# Unterschied SPS-Techniker und SPS-Fachkraft



## hubert (29 Mai 2006)

Hallo Leute.

Habe mal eine frage. Wo liegt eigentlich der Unterschied zwischen SPS-Techniker und SPS-Fachkraft. Möchte mich nämlich in der SPS Technik weiterbilden. Kenne aber den Unterschied zwischen den beiden Weiterbildungen nicht. Bin für eine gute Erklärung dankbar. Noch eine frage. Was hab ihr nach abgeschlossener Berufsausbildung weitergemacht speziell im Bereich SPS Technik.


----------



## plc_tippser (29 Mai 2006)

_Geh mal auf die Siemens Seite und schau unter Training oder Schulung nach. Dort sind alle Kurse detailiert beschrieben.

Gruß pt


----------



## hubert (30 Mai 2006)

Hallo.

Habe mir die Kurse bei Siemens und bei verschiedenen Handwerkskammer angeschaut. Die Kurse von Siemens sind aber sehr viel teuerer als die Kurse bei den Handwerkskammern. Was ich aber leider noch immer noch nicht weiß, wo liegt eigentlich der Unterschied zwischen SPS-Techniker und SPS-Fachkraft? Den bei machen Handwerkskammer wir der SPS-Techniker und bei anderen die Weiterbildung zur SPS-Fachkraft angeboten aber nie beides. Meine fage ist auch noch was habt ihr nach der Ausbildung weitergemacht? Ich bin gelernter Elektroinstallateur und habe mir das Programmieren bei uns in der Firma selber etwas beigebracht. Bin für jede Antwort dankbar.


----------



## argv_user (30 Mai 2006)

> wo liegt eigentlich der Unterschied zwischen SPS-Techniker und SPS-Fachkraft?

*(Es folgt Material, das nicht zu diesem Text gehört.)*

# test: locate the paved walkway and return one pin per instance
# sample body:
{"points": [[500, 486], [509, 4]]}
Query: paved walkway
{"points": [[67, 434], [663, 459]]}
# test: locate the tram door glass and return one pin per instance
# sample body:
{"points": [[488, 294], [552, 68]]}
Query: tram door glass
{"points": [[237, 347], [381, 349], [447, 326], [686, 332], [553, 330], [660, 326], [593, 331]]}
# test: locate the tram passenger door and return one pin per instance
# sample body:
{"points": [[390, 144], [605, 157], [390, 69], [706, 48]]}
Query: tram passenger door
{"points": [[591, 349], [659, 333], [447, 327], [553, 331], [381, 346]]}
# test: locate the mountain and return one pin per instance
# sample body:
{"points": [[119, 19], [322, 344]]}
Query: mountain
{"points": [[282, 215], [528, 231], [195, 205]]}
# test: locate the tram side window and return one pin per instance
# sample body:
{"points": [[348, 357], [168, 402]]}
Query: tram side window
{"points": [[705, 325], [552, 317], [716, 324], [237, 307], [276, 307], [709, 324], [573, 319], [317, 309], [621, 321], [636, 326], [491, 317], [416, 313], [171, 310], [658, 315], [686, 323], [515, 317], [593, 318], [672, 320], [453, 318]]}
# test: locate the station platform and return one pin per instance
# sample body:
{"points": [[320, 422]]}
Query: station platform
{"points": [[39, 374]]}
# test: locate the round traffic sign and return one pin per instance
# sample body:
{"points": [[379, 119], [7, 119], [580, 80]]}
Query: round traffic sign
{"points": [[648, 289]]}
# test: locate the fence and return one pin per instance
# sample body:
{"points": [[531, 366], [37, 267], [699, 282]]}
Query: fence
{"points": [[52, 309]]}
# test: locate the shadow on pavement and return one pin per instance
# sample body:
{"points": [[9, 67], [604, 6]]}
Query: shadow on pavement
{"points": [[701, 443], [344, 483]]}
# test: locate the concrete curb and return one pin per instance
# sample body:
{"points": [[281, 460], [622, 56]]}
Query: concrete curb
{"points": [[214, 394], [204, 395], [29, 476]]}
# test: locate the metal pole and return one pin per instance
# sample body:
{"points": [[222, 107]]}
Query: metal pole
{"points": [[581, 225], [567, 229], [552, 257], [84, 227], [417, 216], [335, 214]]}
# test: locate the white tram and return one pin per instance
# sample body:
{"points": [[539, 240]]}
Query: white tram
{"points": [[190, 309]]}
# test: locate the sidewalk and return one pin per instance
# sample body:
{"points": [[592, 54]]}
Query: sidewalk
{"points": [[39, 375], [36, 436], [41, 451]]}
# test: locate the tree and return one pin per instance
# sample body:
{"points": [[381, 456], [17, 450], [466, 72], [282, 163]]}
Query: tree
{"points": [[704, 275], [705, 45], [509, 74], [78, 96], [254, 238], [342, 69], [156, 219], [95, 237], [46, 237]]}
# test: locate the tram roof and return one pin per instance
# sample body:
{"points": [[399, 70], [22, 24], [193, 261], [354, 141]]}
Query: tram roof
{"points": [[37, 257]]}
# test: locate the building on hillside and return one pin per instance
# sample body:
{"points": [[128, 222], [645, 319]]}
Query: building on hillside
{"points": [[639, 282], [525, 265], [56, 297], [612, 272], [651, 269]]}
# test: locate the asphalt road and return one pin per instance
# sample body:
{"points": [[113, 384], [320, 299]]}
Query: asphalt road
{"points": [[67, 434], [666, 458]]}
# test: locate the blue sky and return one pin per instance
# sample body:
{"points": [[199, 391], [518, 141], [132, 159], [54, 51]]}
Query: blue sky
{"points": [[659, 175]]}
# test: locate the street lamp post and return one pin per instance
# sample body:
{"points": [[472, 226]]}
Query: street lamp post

Ich würde die Handwerkskammer fragen.

Im Zweifelsfall ist es wohl so, dass der Unterschied in der Legitimation besteht, dh nichtstaatliche Organisationen wie zB Siemens dürfen keine Technikerprüfung abnehmen.

Aber wie gesagt: HWK fragen führt am schnellsten zur Klarheit.


----------



## kolbendosierer (30 Mai 2006)

Hallo,

ich habe nach meiner Schlitzklopferlehre einem Bildungs und Technologie Zentrum den SPS-Techniker auf S5 und einen Umsteiger auf S7 gemacht.
Die Kurse waren super und ich denke auch günstiger wie bei Siemens?

Robert


----------



## elwi (30 Mai 2006)

Hallo,

als Siemens-SPS-Techniker kann ich vielleicht die Unterschiede erklären.
Eine SPS-Fachkraft ist eine anerkannte Berufsbezeichnung, ein Siemens-SPS-Techniker eine Bezeichnung für eine (erfolgreiche) Qualifizierung über 3,5 Wochen mit Prüfung. In Wirklichkeit ist der SPS-Techniker kein Techniker, die Fachkraft aber ein vollwertige Berufsbezeichnung! Ich habe mir die Bezeichnungen nicht ausgesucht....!

Gruß elwi


----------



## Raydien (12 Juni 2006)

Also ich habe auch den SPS Techniker gemacht zwar in Ahaus (technische Akedemie)  das erheblich billiger war als bei Siemens direkt (habs privat gezahlt deshalb  ) hatte ebenfalls 3,5 Wochen Lehrzeit und auch eine Prüfung (Theori und Praxis) und darf mich nun SPS Techniker nach ZVEI/VDMA nennen.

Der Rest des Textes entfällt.